The Westminster vote for Abortion in Northern Ireland, like the Irish vote last year, left me with a sick feeling in the stomach, but it was the celebrations that was the most difficult to understand . How could this be? How could there be such exuberant rejoicing over a law that would allow the taking of life. I still can’t get my head round that. People could not have been celebrating the poisoning, stabbing with a sharp tube the breaking of bones and the suction pump to destroy human life in a womb. The facts are there and we don’t need a lot of imagination to know how horrific the “procedure” is. I often wonder how something as awful as this has been sanitised and smoothed over so that it has become a simple aspect of contemporary life, one we simply accept, almost without question.
I remember the passing of David Steel’s bill in 1967. I knew then that it was wrong but I also knew that it was complicated and that I was pretty ignorant of the facts and not sensitive to the nuances. Over the years, I have known friends , close friends, who have had abortions. Some described the act as “handing the suffering little life into God’s care”. I have also known other couples who have defied the doctor’s advice and the mother has carried the baby for the full term only for that life to have a few hours post birth. I also know two amazing young women who would not be alive today, and the world poorer, if the doctor’s advice was taken. One was said to be living off the other and the only hope was that the weakest be aborted in the hope that the stronger would survive. The parents with astonishing faith and resolution defied the advice of the medics to abort both lives, stuck their ground and the miracle is there to be seen. I also have many Irish friends and I often wonder if some of them are alive today simply because they were born in Ireland. Still, I cannot judge anyone and I would not, but I do know that the passing of that law then and now was an evil act.
It was the facts that rattled me out of my complacency. I heard little of them in 1967. I don’t remember any great protest and even the church (the catholic church being the exception) was surprisingly mute. I heard a lot about the curse of “back street abortions” as the main driver behind the law. It happens anyway so legalising would make it safe. I never saw the illogical nature of that argument. If you applied it to any other social evil it would make no sense at all. Just think about it. But of how abortions were actually carried out, I remained blissfully ignorant. Why should I need to know? The pro-abortion agencies were shy on the detail too with good reason. They still sugar coat the thing as the briefest of looks at the Mary Stopes or Planned Parenthood websites will show. They don’t tell you about the sharpened tube, the breaking of bones and the suction pump and they do their utmost to avoid any suggestion that it is nothing more than a simple medical procedure. Now it is difficult to be ignorant and unaware. The facts are out there despite the attempt to stifle them. The testimonies of so many people who have had direct experience, as well as those who have survived the attempt to kill them before birth, demonstrate what a truly abominable thing we have been complicit in.

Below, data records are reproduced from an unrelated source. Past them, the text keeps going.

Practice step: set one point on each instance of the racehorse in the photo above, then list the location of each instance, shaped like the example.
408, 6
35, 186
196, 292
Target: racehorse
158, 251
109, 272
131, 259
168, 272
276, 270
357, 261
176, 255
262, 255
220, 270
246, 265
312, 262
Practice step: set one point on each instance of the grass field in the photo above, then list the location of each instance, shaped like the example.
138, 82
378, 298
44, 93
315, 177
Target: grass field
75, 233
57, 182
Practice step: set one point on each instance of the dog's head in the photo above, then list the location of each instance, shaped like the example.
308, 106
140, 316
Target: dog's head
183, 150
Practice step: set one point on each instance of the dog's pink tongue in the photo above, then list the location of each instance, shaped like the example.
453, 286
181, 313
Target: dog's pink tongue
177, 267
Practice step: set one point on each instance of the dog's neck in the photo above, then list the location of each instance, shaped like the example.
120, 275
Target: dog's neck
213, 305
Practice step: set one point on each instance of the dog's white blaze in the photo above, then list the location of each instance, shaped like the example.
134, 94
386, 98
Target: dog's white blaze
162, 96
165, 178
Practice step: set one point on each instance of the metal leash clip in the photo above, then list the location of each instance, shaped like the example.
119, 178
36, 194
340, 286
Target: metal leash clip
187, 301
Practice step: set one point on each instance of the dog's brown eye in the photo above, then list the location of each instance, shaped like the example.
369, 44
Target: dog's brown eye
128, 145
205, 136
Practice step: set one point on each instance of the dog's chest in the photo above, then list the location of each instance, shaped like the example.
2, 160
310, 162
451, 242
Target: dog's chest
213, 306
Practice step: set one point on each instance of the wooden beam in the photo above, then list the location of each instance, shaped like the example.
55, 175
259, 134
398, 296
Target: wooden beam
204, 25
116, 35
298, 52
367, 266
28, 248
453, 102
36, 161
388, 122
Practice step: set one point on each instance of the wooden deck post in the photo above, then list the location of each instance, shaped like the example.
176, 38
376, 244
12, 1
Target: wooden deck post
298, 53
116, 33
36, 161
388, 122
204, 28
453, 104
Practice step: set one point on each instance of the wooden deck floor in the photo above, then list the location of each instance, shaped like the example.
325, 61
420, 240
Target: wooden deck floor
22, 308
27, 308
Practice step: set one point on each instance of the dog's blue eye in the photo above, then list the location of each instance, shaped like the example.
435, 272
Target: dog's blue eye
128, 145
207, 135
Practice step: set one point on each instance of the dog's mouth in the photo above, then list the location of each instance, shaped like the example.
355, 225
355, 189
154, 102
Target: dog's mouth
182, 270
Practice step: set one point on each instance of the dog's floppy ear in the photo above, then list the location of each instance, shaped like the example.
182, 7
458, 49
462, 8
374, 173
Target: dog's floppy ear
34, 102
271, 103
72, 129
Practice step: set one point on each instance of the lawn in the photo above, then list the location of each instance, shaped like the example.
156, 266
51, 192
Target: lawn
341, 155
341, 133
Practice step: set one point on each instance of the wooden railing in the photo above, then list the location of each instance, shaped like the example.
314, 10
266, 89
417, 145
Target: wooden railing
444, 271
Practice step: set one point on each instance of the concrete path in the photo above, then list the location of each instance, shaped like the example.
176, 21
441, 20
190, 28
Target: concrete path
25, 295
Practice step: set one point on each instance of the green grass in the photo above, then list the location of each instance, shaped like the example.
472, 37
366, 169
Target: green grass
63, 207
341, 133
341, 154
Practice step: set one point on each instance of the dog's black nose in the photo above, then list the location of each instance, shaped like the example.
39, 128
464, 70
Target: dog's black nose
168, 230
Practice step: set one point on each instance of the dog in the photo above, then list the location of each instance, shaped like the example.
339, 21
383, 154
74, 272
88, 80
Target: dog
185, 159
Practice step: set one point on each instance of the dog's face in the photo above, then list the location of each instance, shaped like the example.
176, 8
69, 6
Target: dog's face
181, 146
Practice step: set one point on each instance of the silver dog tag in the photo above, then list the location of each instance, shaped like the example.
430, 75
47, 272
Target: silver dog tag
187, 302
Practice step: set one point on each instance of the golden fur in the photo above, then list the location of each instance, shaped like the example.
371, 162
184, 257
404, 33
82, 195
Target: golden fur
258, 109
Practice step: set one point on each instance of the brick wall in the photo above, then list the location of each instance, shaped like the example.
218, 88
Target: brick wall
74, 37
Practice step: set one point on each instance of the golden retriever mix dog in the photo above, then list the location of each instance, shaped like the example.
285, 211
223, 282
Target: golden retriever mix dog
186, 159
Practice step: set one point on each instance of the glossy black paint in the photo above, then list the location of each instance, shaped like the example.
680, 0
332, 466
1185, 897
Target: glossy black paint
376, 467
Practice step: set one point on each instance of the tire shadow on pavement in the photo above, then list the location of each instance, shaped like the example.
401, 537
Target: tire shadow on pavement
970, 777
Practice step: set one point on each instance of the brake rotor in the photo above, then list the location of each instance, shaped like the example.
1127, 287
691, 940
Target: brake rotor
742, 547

John Waters, the Irish journalist, speaking before the vote in the Republic put it bluntly: “If this abomination passes, it will be the first time that a people have voted to strike down the rights, the fundamental human rights, of a section of their own number….It’s unprecedented in human history.”
Striking at the fundamental right of the unborn – the right to life in the name of human rights, as it was defended by politicians including our first minister, this week, makes the whole idea of human rights now quite meaningless.
Na Mheoig gan Breith – the living without birth.